A large crowd of supporters attended this rally for Democratic presidential candidate Sen. Bernie Sanders on March 15 in Phoenix. Sanders and his opponent, Hillary Clinton, have joined a Democratic Party lawsuit alleging racial bias after voters in minority-heavy neighborhoods were forced to wait in line for hours to cast ballots during the Arizona's primary. Photo by Art Foxall/UPI | License Photo
PHOENIX, April 14 (UPI) -- Hillary Clinton and Bernie Sanders are each joining a lawsuit being brought by the Democratic National Committee against Arizona election officials after Democrats say voters were forced to wait in five-hour lines during the party's presidential primary last month.
The problem in Arizona was particularly acute in Maricopa County, the state's largest, after elections officials reduced the number of polling places from 200 to 60 in an effort to save money.
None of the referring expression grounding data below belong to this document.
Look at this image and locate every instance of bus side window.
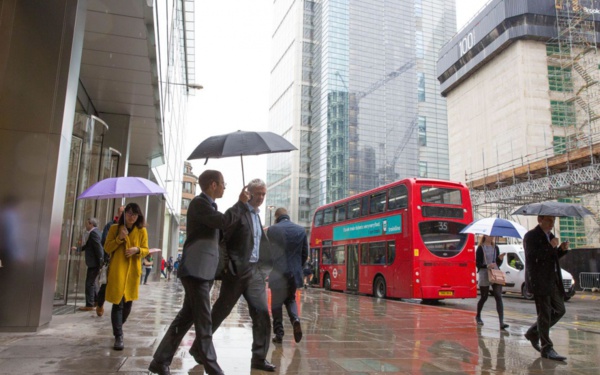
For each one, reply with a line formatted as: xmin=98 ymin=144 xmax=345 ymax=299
xmin=388 ymin=185 xmax=408 ymax=211
xmin=369 ymin=242 xmax=386 ymax=264
xmin=323 ymin=208 xmax=334 ymax=225
xmin=314 ymin=210 xmax=324 ymax=227
xmin=387 ymin=241 xmax=396 ymax=265
xmin=335 ymin=204 xmax=347 ymax=222
xmin=360 ymin=244 xmax=368 ymax=265
xmin=370 ymin=191 xmax=386 ymax=214
xmin=322 ymin=247 xmax=332 ymax=264
xmin=348 ymin=199 xmax=361 ymax=219
xmin=361 ymin=196 xmax=369 ymax=216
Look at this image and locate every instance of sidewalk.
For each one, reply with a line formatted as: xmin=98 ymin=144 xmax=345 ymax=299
xmin=1 ymin=280 xmax=599 ymax=374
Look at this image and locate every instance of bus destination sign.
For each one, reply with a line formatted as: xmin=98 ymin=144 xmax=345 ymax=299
xmin=333 ymin=215 xmax=402 ymax=241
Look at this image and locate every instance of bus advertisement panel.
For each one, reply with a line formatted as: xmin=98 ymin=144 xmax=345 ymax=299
xmin=310 ymin=178 xmax=477 ymax=301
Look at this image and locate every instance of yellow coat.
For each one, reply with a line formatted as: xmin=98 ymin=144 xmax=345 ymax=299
xmin=104 ymin=224 xmax=149 ymax=304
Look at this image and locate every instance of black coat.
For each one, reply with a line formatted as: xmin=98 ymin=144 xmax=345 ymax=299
xmin=222 ymin=203 xmax=271 ymax=277
xmin=178 ymin=193 xmax=242 ymax=281
xmin=475 ymin=244 xmax=503 ymax=272
xmin=267 ymin=215 xmax=308 ymax=289
xmin=523 ymin=225 xmax=568 ymax=296
xmin=81 ymin=228 xmax=104 ymax=268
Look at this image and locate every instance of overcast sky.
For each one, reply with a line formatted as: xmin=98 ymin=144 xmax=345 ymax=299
xmin=185 ymin=0 xmax=489 ymax=217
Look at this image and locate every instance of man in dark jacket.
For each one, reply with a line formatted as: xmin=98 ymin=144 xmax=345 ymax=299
xmin=268 ymin=207 xmax=308 ymax=344
xmin=211 ymin=178 xmax=276 ymax=372
xmin=149 ymin=170 xmax=249 ymax=375
xmin=523 ymin=215 xmax=570 ymax=361
xmin=75 ymin=218 xmax=104 ymax=311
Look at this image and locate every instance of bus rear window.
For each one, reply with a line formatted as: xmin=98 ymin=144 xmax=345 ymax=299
xmin=418 ymin=221 xmax=468 ymax=258
xmin=421 ymin=187 xmax=462 ymax=205
xmin=314 ymin=210 xmax=324 ymax=227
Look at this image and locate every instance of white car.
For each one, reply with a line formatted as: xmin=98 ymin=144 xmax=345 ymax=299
xmin=498 ymin=244 xmax=576 ymax=301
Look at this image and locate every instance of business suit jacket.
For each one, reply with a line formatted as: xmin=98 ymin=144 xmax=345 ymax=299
xmin=524 ymin=225 xmax=568 ymax=296
xmin=81 ymin=228 xmax=104 ymax=268
xmin=267 ymin=215 xmax=308 ymax=289
xmin=178 ymin=193 xmax=243 ymax=281
xmin=222 ymin=202 xmax=271 ymax=276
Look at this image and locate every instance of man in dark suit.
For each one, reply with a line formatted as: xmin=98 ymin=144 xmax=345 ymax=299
xmin=75 ymin=217 xmax=104 ymax=311
xmin=211 ymin=178 xmax=276 ymax=372
xmin=523 ymin=215 xmax=570 ymax=361
xmin=267 ymin=207 xmax=308 ymax=344
xmin=149 ymin=170 xmax=249 ymax=375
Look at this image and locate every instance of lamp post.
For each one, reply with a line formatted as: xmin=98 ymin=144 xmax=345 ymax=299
xmin=267 ymin=205 xmax=276 ymax=226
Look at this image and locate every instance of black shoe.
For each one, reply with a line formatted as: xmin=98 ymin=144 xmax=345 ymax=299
xmin=524 ymin=331 xmax=541 ymax=353
xmin=189 ymin=345 xmax=201 ymax=363
xmin=500 ymin=323 xmax=509 ymax=331
xmin=272 ymin=335 xmax=283 ymax=344
xmin=251 ymin=359 xmax=276 ymax=372
xmin=541 ymin=349 xmax=567 ymax=361
xmin=292 ymin=320 xmax=303 ymax=343
xmin=148 ymin=359 xmax=171 ymax=375
xmin=113 ymin=335 xmax=124 ymax=351
xmin=475 ymin=316 xmax=484 ymax=326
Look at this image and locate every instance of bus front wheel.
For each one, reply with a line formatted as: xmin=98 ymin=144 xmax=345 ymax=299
xmin=323 ymin=274 xmax=331 ymax=291
xmin=373 ymin=276 xmax=386 ymax=298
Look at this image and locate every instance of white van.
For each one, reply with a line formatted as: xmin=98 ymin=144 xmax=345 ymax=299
xmin=498 ymin=244 xmax=576 ymax=301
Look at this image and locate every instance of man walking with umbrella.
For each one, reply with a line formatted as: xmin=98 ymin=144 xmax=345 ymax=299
xmin=149 ymin=170 xmax=249 ymax=375
xmin=523 ymin=215 xmax=570 ymax=361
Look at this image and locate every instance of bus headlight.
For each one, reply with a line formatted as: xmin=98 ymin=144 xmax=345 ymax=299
xmin=416 ymin=278 xmax=420 ymax=283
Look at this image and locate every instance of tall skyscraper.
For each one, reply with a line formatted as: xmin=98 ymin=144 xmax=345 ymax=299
xmin=268 ymin=0 xmax=456 ymax=228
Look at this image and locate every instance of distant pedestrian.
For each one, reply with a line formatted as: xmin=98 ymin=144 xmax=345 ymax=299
xmin=303 ymin=257 xmax=314 ymax=288
xmin=475 ymin=235 xmax=508 ymax=330
xmin=73 ymin=218 xmax=104 ymax=311
xmin=160 ymin=257 xmax=167 ymax=279
xmin=268 ymin=208 xmax=307 ymax=344
xmin=142 ymin=255 xmax=153 ymax=284
xmin=166 ymin=256 xmax=174 ymax=281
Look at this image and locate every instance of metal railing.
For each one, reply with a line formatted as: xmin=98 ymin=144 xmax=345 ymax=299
xmin=579 ymin=272 xmax=600 ymax=291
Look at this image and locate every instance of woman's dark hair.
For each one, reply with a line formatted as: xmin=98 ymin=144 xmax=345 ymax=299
xmin=118 ymin=202 xmax=145 ymax=228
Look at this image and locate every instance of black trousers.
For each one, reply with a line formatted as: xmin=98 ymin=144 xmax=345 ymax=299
xmin=476 ymin=283 xmax=505 ymax=323
xmin=527 ymin=281 xmax=566 ymax=354
xmin=84 ymin=266 xmax=100 ymax=307
xmin=111 ymin=297 xmax=133 ymax=337
xmin=212 ymin=265 xmax=271 ymax=361
xmin=270 ymin=276 xmax=299 ymax=338
xmin=153 ymin=277 xmax=222 ymax=374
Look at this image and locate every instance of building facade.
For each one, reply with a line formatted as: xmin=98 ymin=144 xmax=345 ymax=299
xmin=267 ymin=0 xmax=456 ymax=228
xmin=438 ymin=0 xmax=600 ymax=246
xmin=0 ymin=0 xmax=195 ymax=331
xmin=179 ymin=161 xmax=198 ymax=253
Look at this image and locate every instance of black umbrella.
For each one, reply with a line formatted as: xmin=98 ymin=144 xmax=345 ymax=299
xmin=512 ymin=201 xmax=594 ymax=218
xmin=188 ymin=130 xmax=297 ymax=185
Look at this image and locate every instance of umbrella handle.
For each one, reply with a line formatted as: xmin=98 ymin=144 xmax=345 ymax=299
xmin=240 ymin=155 xmax=245 ymax=186
xmin=204 ymin=158 xmax=208 ymax=165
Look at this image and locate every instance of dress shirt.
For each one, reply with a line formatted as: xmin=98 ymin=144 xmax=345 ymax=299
xmin=246 ymin=203 xmax=261 ymax=263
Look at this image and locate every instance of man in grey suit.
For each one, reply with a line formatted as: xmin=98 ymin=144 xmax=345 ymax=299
xmin=268 ymin=207 xmax=308 ymax=344
xmin=149 ymin=170 xmax=249 ymax=375
xmin=211 ymin=178 xmax=276 ymax=372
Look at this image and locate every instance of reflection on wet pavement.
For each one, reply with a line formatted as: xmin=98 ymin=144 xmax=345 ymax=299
xmin=0 ymin=279 xmax=599 ymax=374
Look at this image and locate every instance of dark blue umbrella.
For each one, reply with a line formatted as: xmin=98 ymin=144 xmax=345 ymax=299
xmin=188 ymin=130 xmax=297 ymax=185
xmin=512 ymin=202 xmax=593 ymax=218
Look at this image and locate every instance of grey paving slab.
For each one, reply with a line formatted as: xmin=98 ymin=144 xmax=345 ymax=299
xmin=0 ymin=279 xmax=599 ymax=374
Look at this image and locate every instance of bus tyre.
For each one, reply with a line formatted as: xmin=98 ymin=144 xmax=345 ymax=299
xmin=374 ymin=276 xmax=386 ymax=298
xmin=323 ymin=274 xmax=331 ymax=291
xmin=522 ymin=284 xmax=534 ymax=300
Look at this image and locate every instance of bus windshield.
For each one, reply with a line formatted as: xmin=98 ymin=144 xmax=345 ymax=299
xmin=418 ymin=221 xmax=468 ymax=257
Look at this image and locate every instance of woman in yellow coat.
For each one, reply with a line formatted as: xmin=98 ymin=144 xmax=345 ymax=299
xmin=104 ymin=202 xmax=149 ymax=350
Democrats said the polling locations that were axed were primarily in minority neighborhoods, disproportionately targeting Democratic-leaning voters.
Reports from the Arizona primary found lines stretching for blocks and at least 20 individuals contacted the Maricopa County elections office to complain they were not allowed to vote.
The Arizona primary was what's known as a "closed" primary, meaning only people who are registered as Democrats were permitted to vote. Independents and recent party converts, however, should have been permitted to cast provisional ballots elections officials are supposed to examine later to determine whether the ballot was legally cast and included in the final tally.
Elections officials attributed part of the long wait times to confusion among poll monitors over the rules.
Clinton handily defeated Sanders in Arizona,winning 58 percent of the vote. The Sanders camp complained bitterly in the wake of the voter irregularities that the long lines contributed to Sanders' lopsided defeat.
Representatives for both campaigns have since agreed there were massive problems with election administration and said they wanted to join the lawsuit to correct the problem before the general election.
"Republicans are using every tool, every legal loophole and every fear tactic they can think of to take aim at voting rights wherever they can," DNC Chairwoman Debbie Wasserman Schultz said in a statement. "And what they're aiming at is clear -- they want nothing less than to disenfranchise voting groups who are inconvenient to them on Election Day."
Elections officials in Maricopa County have acknowledged their mistake in drastically reducing the number of polling places open to the public. Afterward officials said they had based their decision on the state's new early voting policy, which they thought would reduce Election Day traffic, and low turnout during the last Democratic presidential primary in 2012.
Maricopa County officials denied the decision on which polling locations to close was based on racial bias.
The DNC, the Clinton and Sanders campaigns, the Democratic Senate candidate Ann Kirkpatrick and the Democratic Senatorial Campaign Committee plan to file the lawsuit in federal district court in Phoenix on Friday.
It names Arizona Secretary of State Michele Reagan, the Maricopa County board of supervisors and Maricopa County Recorder Helen Purcell, a Republican, whose office actually oversees the administration of elections.
"Helen's career has been focused on trying to make voting easier and more accessible. There was absolutely no way she tried to make it harder for voters to vote or to suppress anyone from voting," Elizabeth Bartholomew, a spokeswoman for the Maricopa County Recorder's office, told CNN. "At the end of the day, it was just a huge miscalculation and a mistake. And we're moving forward and making changes to make sure that that never happens again."